Liesel ise böylesine bir ortamda, dişil yönetimde bir ailede anne özlemiyle savaşı anlamaya çalışmaktadır. Savaşı çocukların gözünden çok defa görmüştük. Fakat Kitap Hırsızı hikayesini tam anlamıyla oturtamadığı için ne çocuklar açısından baktırıyor ne de savaşı ele alabiliyor. Tek düze ilerleyen yapısı ise filmi devamlı tahmin edilebilir bir senaryo ile karşı karşıya bırakıyor.
Filmin belki de en trajikomik yanı filmde Almanların İngilizce konuşması. Hem de bunu dalga geçer gibi Alman aksanı ile konuşması… Fakat tepkilerin Almanca olması bir ayrı parantez. Film ABD-Almanya ortak yapımı olması durumu daha da komik bir hale getiriyor. Dönem filmlerinin en büyük problemlerinden birisi de belki dil sorunudur.
Film Oscar Ödülleri’ne En İyi Müzik kategorisinde adaylığı bulunuyor. Fakat ödülü alamamış. Müziklerin başarısı tartışılmaz. Hatta sahnelerin melodram havasına dönüşmesinde büyük etken. Film en duygusal sahnelerinde bile derinlemesine işleyemiyor. Bunu müzikler eşliğiyle yaparak farkındalık yaratıyor. Bunun yanında filmde kullanılan mekan tasarımı da yeterli düzeyde.
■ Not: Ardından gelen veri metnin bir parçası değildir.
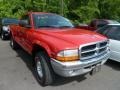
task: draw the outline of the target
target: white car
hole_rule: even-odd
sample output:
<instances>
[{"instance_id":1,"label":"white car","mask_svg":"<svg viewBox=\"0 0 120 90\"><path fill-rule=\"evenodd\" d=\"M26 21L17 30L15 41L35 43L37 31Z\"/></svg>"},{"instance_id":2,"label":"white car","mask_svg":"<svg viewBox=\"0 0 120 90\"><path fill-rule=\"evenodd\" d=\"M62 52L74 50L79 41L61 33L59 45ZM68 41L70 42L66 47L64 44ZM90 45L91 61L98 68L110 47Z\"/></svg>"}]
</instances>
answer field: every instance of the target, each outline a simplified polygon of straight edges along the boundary
<instances>
[{"instance_id":1,"label":"white car","mask_svg":"<svg viewBox=\"0 0 120 90\"><path fill-rule=\"evenodd\" d=\"M96 32L107 36L110 40L110 59L120 62L120 24L108 24Z\"/></svg>"}]
</instances>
Oyunculuklara gelecek olursak Emily Watson ve Geoffrey Rush başarılı kariyerlerine rağmen oldukça yapmacık tavırdalar. Hatta Emily Watson’un karakteri çizginin dışına çok çıkıp giriyor. Tutarsızlığı hat safhada. Yönetmenin oyuncuları yeterince iyi kontrol edemediği bir aşikar. Sophie Nielsen ise oyunculuk çerçevesinde filmin artılarından sayılabilir.
Kitap Hırsızı seyirciyi tatmin etmeyen, sıradan yapıda ilerleyen, heyecanlandırmayan bir film. Konusu ilgi çekici görünmesine rağmen yönetmen tarafından vasatı aşamayan bir eser ortaya çıkmış. Süresi itibariyle gereğinden fazla uzun olmasına rağmen elle tutulur şeyler sunamıyor.